The recent Development Committee communique shines a light directly on the importance of debt transparency and debt management capacity, calling for the World Bank Group and the International Monetary Fund “to continue coordinating efforts to strengthen debt transparency and debt management capacity, including a process to strengthen the quality and consistency of debt data and improve debt disclosure, while helping many LICs and Middle Income Countries achieve debt and fiscal sustainability“.
No one credibly disputes that greater transparency on the amounts, terms and conditions of sovereign borrowing is needed or that improvements in the ability of governments to manage their debt to minimize cost and risk is a sine qua non for responsible macroeconomic management. These are important initiatives that should continue.
But with the costs of a potential debt sustainability crisis running well into the billions, they are not enough, and IEG’s three evaluations provide some guidance on what more might be considered. First, we need to pay greater attention to the quality of spending that is financed with official sector borrowing. Indeed, this was clearly recognized by IDA Deputies in the context of the 19th Replenishment of IDA in their statement that “the first challenge is to assist IDA countries to ensure that the benefits [of borrowed resources] exceed the costs of servicing their debt. IDA and other partners can help by supporting initiatives that enhance capacity in areas such as public finance management, public investment management… and debt management”.
As a start, Multilateral Development Banks, including the World Bank, should routinely include in the set of core economic and fiscal diagnostics used to inform country strategies and set priorities, an assessment of the quality of public investment management, such as the IMF’s Public Investment Management Assessment (PIMA).
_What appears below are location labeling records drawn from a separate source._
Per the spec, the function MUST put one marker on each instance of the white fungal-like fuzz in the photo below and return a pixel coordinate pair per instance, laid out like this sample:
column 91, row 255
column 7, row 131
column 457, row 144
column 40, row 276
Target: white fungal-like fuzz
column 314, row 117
Countries receiving concessional support from the World Bank and seeking to be exempt from PPA implementation might also be required to regularly conduct (e.g., every five years) a Debt Management Performance Assessment (DeMPA) to provide clarity on where greater attention is needed on debt transparency and management, with a presumption of DeMPA publication. There are other data transparency standards that could usefully be strengthened, including the World Bank’s Debt Reporting System (DRS), whose coverage could be expanded (to include borrowing by State Owned Enterprises) and incentives for compliance could be strengthened.
No one can say that the above actions would have prevented the pre-COVID resurgence of debt stress in IDA-eligible countries. But the intuitive appeal of proactive measures that promote higher quality public investment and better and more complete data about the borrowing behavior of governments, including state guarantees and state-owned enterprise debt, should not be controversial. And none of these actions are pro-cyclical, which means they can be implemented even in the midst of the COVID crisis (with donor support where capacity building is necessary). They might even enhance the resilience necessary to help avert the next hidden debt crisis or resurgence of debt stress.